California Blues

A needle in a steel wool haystack.

Saloon Swilling Lounge Acts

And now for a summary of the new year. So far, it’s been a full tumbler of whisky and gin, one barroom show to the next, and all enjoyable. First up is the newly renovated The Joint at Pico and Robertson. Sure, it’s far from the normal concert halls, but the stage and sound system make it no different from the more well known spaces. The only drawback to it is the lack of beer on tap, but you soon get over that with the right music. Deep Sleep Ops, StolenPlayer, and Armada are the acts on this Saturday night. The best surprise of the night, however, was DJ Marcel spinning between the sets. She played a wonderful mix rather flawlessly and kept the crowd upbeat for the bands. And it needed to be upbeat after Deep Sleep Ops. They’re not a bad band, they’re just stuck in late 90s alternative rock and don’t seem to bring anything all that interesting or fresh to the sound. StolenPlayer brings a fresh face to energetic frontwomen and some decent, catchy music, but they’re still caught up in an unfocused mess. Definitely an enjoyable and powerful mess, and hopefully they’ll only get better. Armada headlined the show and brought their trademarked show. A little bit punk, a little bit garage, some dashes of twang, a ballad or two, and all rock.

Next up is a multi-leveled show at Airliner in Lincoln Heights. Upstairs is Cyn Electric followed by Rough Duchess, downstairs on a tiny half-stage are a group pop act closed by a local acoustic guitar comical lyricist. Upstairs has a better stage, soundsystem, and acts. Cyn Electric is an east side band playing a version of southern California punk ska, only with just enough talent to emerge from the mass of mediocrity which plagued Los Angeles in the 90s. They take only enough from modern pop rock to give the punk ska the proper edge to cut through the speakers and pick you up. ‘Course, maybe having Rough Duchess dancing in front kept the energy up, but at least half of it was Cyn Electric. The crowd always makes a live show better, and it’s extremely difficult to get an exuberant crowd in this city. Rough Duchess takes the stage at full throttle. Two performers and one laptop, yet it doesn’t lack anything. Sam and Noah can outperform two typical band members, and the audience doesn’t miss a thing. The audience isn’t as energetic as the music demands, but it’s also tiny, a Tuesday night, and in Lincoln Heights. Otherwise the show is amazing: loud, energetic, and full of crowd interaction. Noah plays in the crowd, and Sam dances on bars, ledges, and with the crowd. Great fun, and a great example of how electro-clash can be just as energizing as rock.

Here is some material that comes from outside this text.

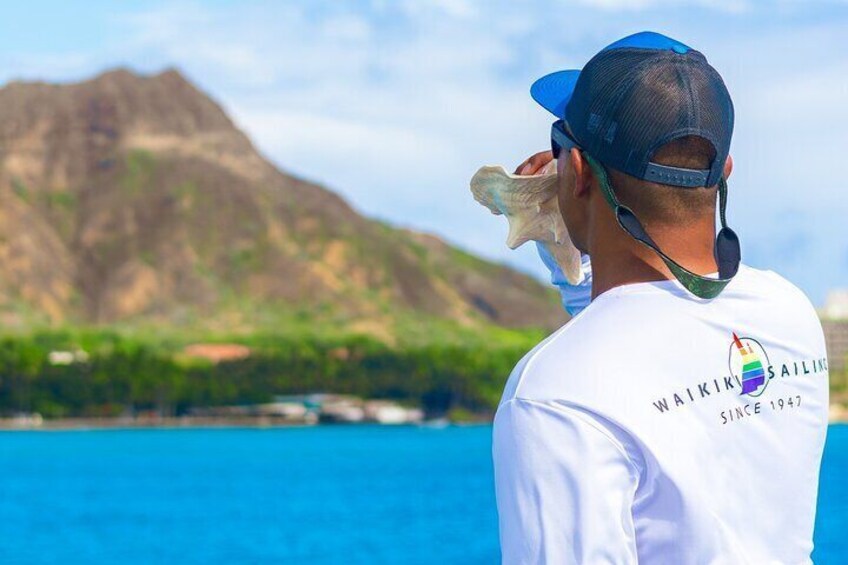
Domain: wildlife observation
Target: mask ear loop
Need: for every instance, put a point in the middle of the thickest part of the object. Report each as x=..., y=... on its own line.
x=726, y=251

The next week brings a couple of intimate shows at Room 5, the lounge version of a swilling and swaying saloon. Saturday night brings The Brendan Hines back for more, filling in for Kristen Toedtman. Unfortunately, the earlier act packed Room 5 to the brim and barely anyone could squeeze in. Within ten minutes most of them are gone, sadly the rest of them hang in the back and talk over the first few songs from Hines. In a room this small, it’s more than noticeable. Hines takes it in stride and doesn’t drop a comically insulting line until the third song. Finally, they all vanish into the ether and the small audience left gets to hear what it wants, enjoyably melodious croons which err more country than pop. Luckily, the comedy keeps it grooving until Hines belts out his crowd pleasers. ‘Guess What’ is a solid example of his talents as a barroom lyricist. There’s also a fair few unreleased songs which go a good ways to capture the comedy heartbroken romance, or the lack thereof.

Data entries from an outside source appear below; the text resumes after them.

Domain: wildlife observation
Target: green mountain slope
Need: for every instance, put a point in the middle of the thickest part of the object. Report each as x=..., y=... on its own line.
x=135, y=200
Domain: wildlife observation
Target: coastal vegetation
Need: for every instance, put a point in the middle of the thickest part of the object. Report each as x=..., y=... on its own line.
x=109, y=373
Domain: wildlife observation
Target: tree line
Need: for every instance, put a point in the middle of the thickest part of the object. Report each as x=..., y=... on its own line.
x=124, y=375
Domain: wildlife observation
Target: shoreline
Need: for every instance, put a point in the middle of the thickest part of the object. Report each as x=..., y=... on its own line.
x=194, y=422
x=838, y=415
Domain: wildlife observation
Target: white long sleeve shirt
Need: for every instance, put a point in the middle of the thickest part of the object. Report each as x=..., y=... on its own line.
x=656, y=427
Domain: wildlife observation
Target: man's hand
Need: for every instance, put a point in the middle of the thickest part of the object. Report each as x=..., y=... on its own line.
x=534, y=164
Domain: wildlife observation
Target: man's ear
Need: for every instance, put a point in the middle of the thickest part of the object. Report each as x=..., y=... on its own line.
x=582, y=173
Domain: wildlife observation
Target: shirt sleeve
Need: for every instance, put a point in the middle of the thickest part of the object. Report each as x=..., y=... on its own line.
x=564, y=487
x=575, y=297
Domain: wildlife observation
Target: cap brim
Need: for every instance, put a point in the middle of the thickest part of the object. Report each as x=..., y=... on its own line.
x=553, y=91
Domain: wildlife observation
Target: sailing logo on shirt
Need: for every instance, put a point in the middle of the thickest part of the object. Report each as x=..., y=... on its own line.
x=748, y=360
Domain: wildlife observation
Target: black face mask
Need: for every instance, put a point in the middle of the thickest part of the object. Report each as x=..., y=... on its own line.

The next Tuesday sees a New York contingent at Room 5, Chloe Temtchine and Greg Holden. Temtchine plays palatable acoustic pop with a soulful voice, and excels at it. Then she pulls out surprises, with impromptu flawless beat-boxing during ‘Hotter Than Sunshine’ and a great song entirely in French. She says it’s about trying to take the high road, but realizing that you can’t get rid of the devil entirely, so you have to bring him with you on the high road. With a few more songs she rounds out the show, eliciting intrigue and pep, making sure we stay for Greg Holden. He takes the stage and croons as best as implants from Great Britain are known to. The only real comedy from the show comes in between songs, which are mostly earnest love songs sung very quietly. Near the end, he opens up with a friend on the piano belting out loveable and fun drinking songs about being an expat in New York. The crowd loves it, so I can imagine he’s better than most of the earnest love song crooners. Overall, Holden didn’t really grab me, but Temtchine charmed my cold cynical coal lump of a heart.

And that’s it for the new year up til now. I’ll try to get a review up of the show I’ll see tonight quickly. Hopefully no more three month waits.